Reinforcement learning has become a central tool for adapting language models to human preferences, task rewards, and safety constraints, yet its update dynamics remain difficult to control. Instruction-following systems trained with human feedback illustrate the appeal of policy optimization for language models: supervised pretraining and imitation establish broad competence, while reward-guided updates reshape behavior toward usefulness and preference alignment \cite{ouyang2022training}.

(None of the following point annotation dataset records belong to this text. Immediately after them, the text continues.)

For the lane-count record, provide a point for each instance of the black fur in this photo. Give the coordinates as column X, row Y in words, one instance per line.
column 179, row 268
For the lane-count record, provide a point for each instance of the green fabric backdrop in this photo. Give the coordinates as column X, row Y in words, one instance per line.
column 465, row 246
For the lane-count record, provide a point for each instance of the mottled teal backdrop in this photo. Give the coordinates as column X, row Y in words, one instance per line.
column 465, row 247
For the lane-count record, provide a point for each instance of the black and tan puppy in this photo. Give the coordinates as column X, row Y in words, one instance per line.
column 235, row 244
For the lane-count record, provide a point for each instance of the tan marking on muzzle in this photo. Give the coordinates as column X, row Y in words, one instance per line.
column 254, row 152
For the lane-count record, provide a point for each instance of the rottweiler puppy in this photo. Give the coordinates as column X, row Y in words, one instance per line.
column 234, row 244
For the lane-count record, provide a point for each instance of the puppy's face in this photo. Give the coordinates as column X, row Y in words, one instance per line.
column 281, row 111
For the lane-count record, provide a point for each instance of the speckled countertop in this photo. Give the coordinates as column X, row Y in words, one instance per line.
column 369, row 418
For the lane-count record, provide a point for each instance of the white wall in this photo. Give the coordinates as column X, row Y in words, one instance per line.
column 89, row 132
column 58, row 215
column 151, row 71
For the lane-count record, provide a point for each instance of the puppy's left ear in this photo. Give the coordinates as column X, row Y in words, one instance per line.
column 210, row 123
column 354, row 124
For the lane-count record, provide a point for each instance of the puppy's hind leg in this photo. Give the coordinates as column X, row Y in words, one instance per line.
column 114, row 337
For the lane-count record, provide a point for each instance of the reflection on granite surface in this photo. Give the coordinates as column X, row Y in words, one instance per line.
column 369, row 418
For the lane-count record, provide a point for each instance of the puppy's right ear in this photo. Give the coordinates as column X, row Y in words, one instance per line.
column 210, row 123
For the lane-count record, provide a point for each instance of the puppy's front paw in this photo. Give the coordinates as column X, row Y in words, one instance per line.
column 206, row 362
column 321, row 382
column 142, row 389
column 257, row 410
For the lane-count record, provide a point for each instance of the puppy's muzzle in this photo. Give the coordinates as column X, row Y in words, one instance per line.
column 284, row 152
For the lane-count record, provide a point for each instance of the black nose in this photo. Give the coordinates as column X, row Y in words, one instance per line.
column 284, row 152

The language-model policy is an autoregressive distribution over long token sequences, so small parameter changes can produce uneven behavioral changes across prompts, topics, response prefixes, and rare instruction types. This issue is amplified in modern fine-tuning regimes, where low-rank adaptation changes a subset of parameters, reward models provide noisy scalar feedback, and adaptive optimizers transform gradients through stateful preconditioners \cite{kingma2015adam, loshchilov2019decoupled}. Building on this observation, the central question of this paper is whether stable language-model reinforcement learning should constrain the actual post-optimizer policy movement, rather than relying only on a KL term inside the training loss.

Most practical language-model reinforcement-learning pipelines control drift indirectly. PPO-style objectives clip policy ratios and are often combined with a KL penalty against a reference model, inheriting a trust-region intuition from reinforcement learning while avoiding exact constrained optimization \cite{schulman2017proximal}. In RLHF-style training, this reference penalty is attractive because it discourages the optimized policy from moving far from a pretrained or supervised model that encodes fluency, broad knowledge, and prior safety behavior \cite{ouyang2022training}.

However, the KL penalty is part of a scalar objective whose effect depends on reward scale, advantage normalization, optimizer state, gradient clipping, minibatch composition, and the mapping from parameter updates to token probabilities. Surveys of reinforcement learning for generative AI and large language models emphasize that reward design, instability, and evaluation remain open problems across the LLM lifecycle \cite{cao2023reinforcement, liu2025reinforcement, yu2025reward}. In contrast to work that treats KL control primarily as a penalty coefficient or training heuristic, this paper focuses on the gap between pre-optimizer regularization and the realized policy distribution after the optimizer has proposed a new model.

STEP addresses this gap by reinterpreting a policy-gradient update as a proposal rather than an automatically accepted transition. After the PPO loss and optimizer step produce candidate parameters, STEP evaluates the candidate policy on a control set of prompts and computes token-level movement relative to the immediately previous policy. The controller then applies a trust-region rule in probability space: accept the update if global and slice-level KL budgets are satisfied; otherwise reject the proposal, shrink it by parameter interpolation, or apply a logit-space projection procedure.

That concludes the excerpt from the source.